Permalink
Switch branches/tags
Nothing to show
Find file Copy path
Fetching contributors…
Cannot retrieve contributors at this time
141 lines (104 sloc) 5.26 KB

KGraph Parameter Tuning

KGraph supports a number of parameters for both indexing and searching so as to fine tune the performance.

In the C++ API, these parameters are passed in as fields of the KGraph::IndexParams and KGraph::SearchParams. The constructors of these two structs sets all the parameters to default values that will work reasonably well for many datasets.

In the Python API, these parameters are passed in as optional keyword arguments to the build and search methods. When not set, the same default values are assumed.

General Guidelines for Parameter Tuning

Online k-NN Search

SearchParams::K should be determined by the application. Enlarging any of P, M, S, T has the effect of increasing recall and slowing down speed at the same time.

Enlarging P is the primary way of increasing recall at the cost of slowing down speed.

If the index was created with reverse = 0, changing M between IndexParams::K and IndexParams::L is the secondary way of tuning accuracy and speed.

Enlarging T typically does not work. The effect of S is typically not significant.

The online search parameters always change accuracy and speed at the same time. To speed up search without sacrificing accuracy, one has to re-construct the index, typically with a larger IndexParams::K and larger IndexParams::L, as discussed below.

Indexing/k-NN Graph Construction

For indexing purpose, it is always recommended to set reverse to -1. If the goal is to extract the k-NN graph, then reserse has to be 0.

Increasing any of K, L, S and R has the effect of improving accuracy and slowing down speed at the same time.

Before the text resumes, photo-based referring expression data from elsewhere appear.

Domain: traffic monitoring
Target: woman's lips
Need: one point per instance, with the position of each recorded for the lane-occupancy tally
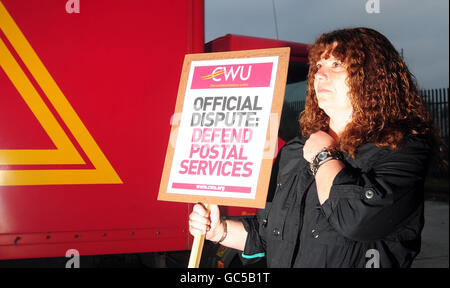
(323, 90)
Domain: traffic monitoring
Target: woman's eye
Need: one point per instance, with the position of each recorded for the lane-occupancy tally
(336, 64)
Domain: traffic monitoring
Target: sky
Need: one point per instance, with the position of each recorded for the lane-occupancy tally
(420, 28)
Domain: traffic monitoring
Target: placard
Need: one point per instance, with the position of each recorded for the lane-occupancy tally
(225, 126)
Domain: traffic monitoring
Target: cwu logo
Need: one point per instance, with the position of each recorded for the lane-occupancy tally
(231, 72)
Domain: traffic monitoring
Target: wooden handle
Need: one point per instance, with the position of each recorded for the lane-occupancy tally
(197, 248)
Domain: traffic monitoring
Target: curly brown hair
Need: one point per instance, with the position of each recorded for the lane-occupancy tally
(383, 92)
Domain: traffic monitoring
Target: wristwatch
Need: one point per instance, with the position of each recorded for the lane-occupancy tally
(325, 155)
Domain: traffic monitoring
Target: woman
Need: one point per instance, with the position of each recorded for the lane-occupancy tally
(350, 192)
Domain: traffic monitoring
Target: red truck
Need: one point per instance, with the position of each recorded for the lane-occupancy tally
(87, 92)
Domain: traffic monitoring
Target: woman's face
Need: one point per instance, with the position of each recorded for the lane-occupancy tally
(332, 91)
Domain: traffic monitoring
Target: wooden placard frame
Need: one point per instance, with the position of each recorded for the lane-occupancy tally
(266, 164)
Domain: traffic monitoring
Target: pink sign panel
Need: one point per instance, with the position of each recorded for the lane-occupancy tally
(232, 76)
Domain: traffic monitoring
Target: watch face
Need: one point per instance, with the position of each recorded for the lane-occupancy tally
(322, 155)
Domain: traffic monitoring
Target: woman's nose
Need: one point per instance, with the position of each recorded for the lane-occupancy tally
(321, 74)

In a simplified view, KGraph constructs a M-NN graph, with K <= M <= L, and M being different for each object depending on its local intrinsinc dimension. The M-NN graph, with varying M, is also the actual index when reverse is set to 0 or -1. According to this, K is the lower-bound of the per-object cost and L is the upper-bound, with KGraph to freely pick a suitable value between K and L for each object. L is set to at least K + 50 to give KGraph some wiggling space. Typical settings are (K = 25, L = 100), (K=50~100, L=150), (K=200, L=300), etc.

Enlarging S slightly increases accuracy, but slows down computation significantly, and is typically set below 30. R typically does not have to be changed.

Index Parameters

Name Default Description
K 25
L 100 >= K + 50
S 10 Use default.
R 100 Use default.
iterations 30 See 2.
controls 100 See 1.
recall 0.99 See 1, 2.
delta 0.002 See 2.
reverse 0 See 3.
seed 1998 Random seed.

1. On-the-fly accuracy estimation

When constructing a k-NN graph, KGraph estimate its accuracy after each iteration, and stops iterating when the estimated accuracy exceeds the given recall.

For this purpose, KGraph randomly sample a number of control points, whose k-NN are found with brutal force search. The number of control points can be adjusted with the parameter controls, but this is typically not needed.

Accuracy is measured in recall, which is the number of k-NN actually found divided by k, averaged across all query objects.

2. Iteration stop criteria

KGraph stops iteration when at least one of the following criteria is met:

  • Number of iterations reach iterations.
  • Estimated recall exceeds recall.
  • Number of entries updated becomes less than deltaKN.

3. Adding Reverse Edges

For indexing purpose, it usually helps to add the reverse edges of the k-NN graph. This can be enabled by setting reverse to a non-zero value. If reverse is set to a positive value Kp, then the graph is first trimmed from the original K-NN graph to a Kp-NN graph, and all reverse edges are added.

If reverse is set to -1, the recommended setting for indexing purpose, the graph is automatically trimmed to a suitable size, and then all reverse edges are added.

Search Parameters

Name Default Description
K 25 Desired K.
M 0 Use default.
P 100 See 1.
S 10 Use default.
T 1 See 1.
epsilon +1e30 See 2.
init 0 See 3.
seed 1998 Random seed.

1. Computation and Accuracy

P is the main parameter to control the amount of computation. Increase P will leads to higher recall as well as more computation. The same search process is repeated T times with results merged. Typically there is no need for a T > 1, but for some datasets it helps.

2. epsilon-NN search

Entries of a similarity value bigger than epsilon are removed, so there may be less than K items returned.

3. User-Provided Starting Points

KGraph can the index to refine k-NN search results obtained from another algorithm. To use this, set init to the number of initial k-NN items, and pass in the items via the ids parameter of KGraph::search. The input items in the buffer are overwritten when search is done.